The Bible says humans were designed to know our world (Genesis 2-3) and the mysteries of the kingdom of God as taught by Jesus (Mark 4:11). To do so, we are commanded to investigate (Deuteronomy 13:14) in order see the reality God reveals to us.
“Throughout the Bible, God is portrayed as reasoning with people and time and again the biblical authors point to the ethics of knowing.”
Never do we see God fully revealing the whole of reality to God’s faithful, but we do see God providing enough “evidence” for those with “the eyes to see and the ears to hear” to trust and have faith in God and the prophets God sends to convey God’s truth.
The command to investigate in order to see involves the intellectual virtues that foster intellectual character.
In their essay “Christianity, Conspiracy Theories, and Intellectual Character,” Nathan L. King and Keith D. Wyma offer some of the intellectual virtues we are to cultivate as Christians.
While not all-inclusive, their list of intellectual virtues includes:
- Intellectual carefulness (“seeking to avoid falsehood and irrational belief”)
- Intellectual humility (knowing the limits of our own capacity, for “when we conduct such research, we are wise to consider how fit we are to do it, especially relative to those who have been studying a topic for their whole lives”)
- Intellectual fairness (being evenhanded in the standards we apply to different sources of information even when they provide information that counters our held assumptions).
While the book from which these essays come is focused on conspiracy theories, one need not be fully invested in QAnon or some other conspiracy to benefit from becoming more biblically literate and practicing the intellectual virtues the biblical authors wrote about.
Truth matters
It’s no secret that Americans have less confidence in institutions today than they did 50 years ago. This drop in trust spans all kinds of institutions that play a role in our public lives today, from health care to higher education, from religion to the judiciary.
It is also no secret that President Donald Trump regularly spreads conspiracy theories and tells half-truths and outright lies. Many of the individuals in his administration have taken to doing the same. These falsehoods are used to justify the rapid dismantling and destroying of democratic norms and institutions that provide checks on the various facets of our democratic republic.

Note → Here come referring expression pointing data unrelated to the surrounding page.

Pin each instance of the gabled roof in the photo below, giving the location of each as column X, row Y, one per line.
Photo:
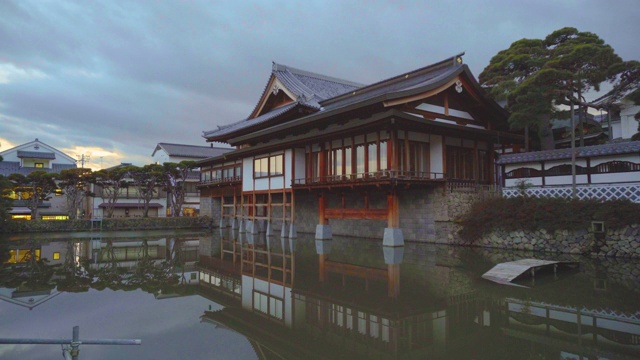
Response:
column 420, row 83
column 190, row 151
column 37, row 144
column 582, row 152
column 36, row 155
column 306, row 89
column 429, row 76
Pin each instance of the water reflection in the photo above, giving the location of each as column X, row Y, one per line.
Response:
column 42, row 269
column 340, row 298
column 346, row 298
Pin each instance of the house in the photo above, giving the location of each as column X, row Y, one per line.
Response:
column 330, row 156
column 166, row 152
column 33, row 156
column 607, row 171
column 128, row 203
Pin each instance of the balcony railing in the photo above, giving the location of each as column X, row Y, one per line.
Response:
column 222, row 181
column 377, row 176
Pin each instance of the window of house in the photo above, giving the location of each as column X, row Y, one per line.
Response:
column 268, row 166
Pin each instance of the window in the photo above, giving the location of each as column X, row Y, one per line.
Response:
column 268, row 166
column 55, row 217
column 275, row 165
column 418, row 160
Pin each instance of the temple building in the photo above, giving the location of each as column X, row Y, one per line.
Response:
column 330, row 156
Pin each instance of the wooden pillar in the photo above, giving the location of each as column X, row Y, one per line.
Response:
column 322, row 270
column 393, row 280
column 322, row 173
column 392, row 161
column 321, row 208
column 393, row 213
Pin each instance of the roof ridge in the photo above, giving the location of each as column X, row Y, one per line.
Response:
column 451, row 61
column 202, row 146
column 282, row 67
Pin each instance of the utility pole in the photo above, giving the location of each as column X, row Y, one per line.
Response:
column 573, row 152
column 82, row 159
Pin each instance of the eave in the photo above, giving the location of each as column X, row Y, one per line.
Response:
column 389, row 119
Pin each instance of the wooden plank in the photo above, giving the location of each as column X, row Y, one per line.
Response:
column 355, row 270
column 505, row 273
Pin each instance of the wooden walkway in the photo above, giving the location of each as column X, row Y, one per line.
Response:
column 505, row 273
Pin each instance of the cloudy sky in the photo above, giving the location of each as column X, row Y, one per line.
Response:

All this is terrifying and, at times, overwhelming for those paying attention.
One way Christians can have an impact on this moment is to frame contentious policies and actions within the realm of intellectual virtue. Is the justification being offered for something based in facts? Whose facts? Are those facts verifiable?
Not only can we respond to the rationales offered for various policies by practicing things like intellectual carefulness, we can and should also recommit ourselves to discipling people in ways that cultivate intellectual virtues.
We didn’t get to this place overnight and there is no quick fix to the very different versions of “reality” competing for attention in the public square. But we can begin by practicing, preaching, teaching and discipling around the biblical ethics of wisdom which include knowledge acquisition and dissemination.
Mara Richards Bim serves as a Clemons Fellow with BNG and is the first Justice and Advocacy Fellow at Royal Lane Baptist Church in Dallas. She is a spiritual director and a recent master of divinity degree graduate from Perkins School of Theology at SMU. She also is an award-winning theater artist and founder of the nationally acclaimed Cry Havoc Theater Company which operated in Dallas from 2014 to 2023.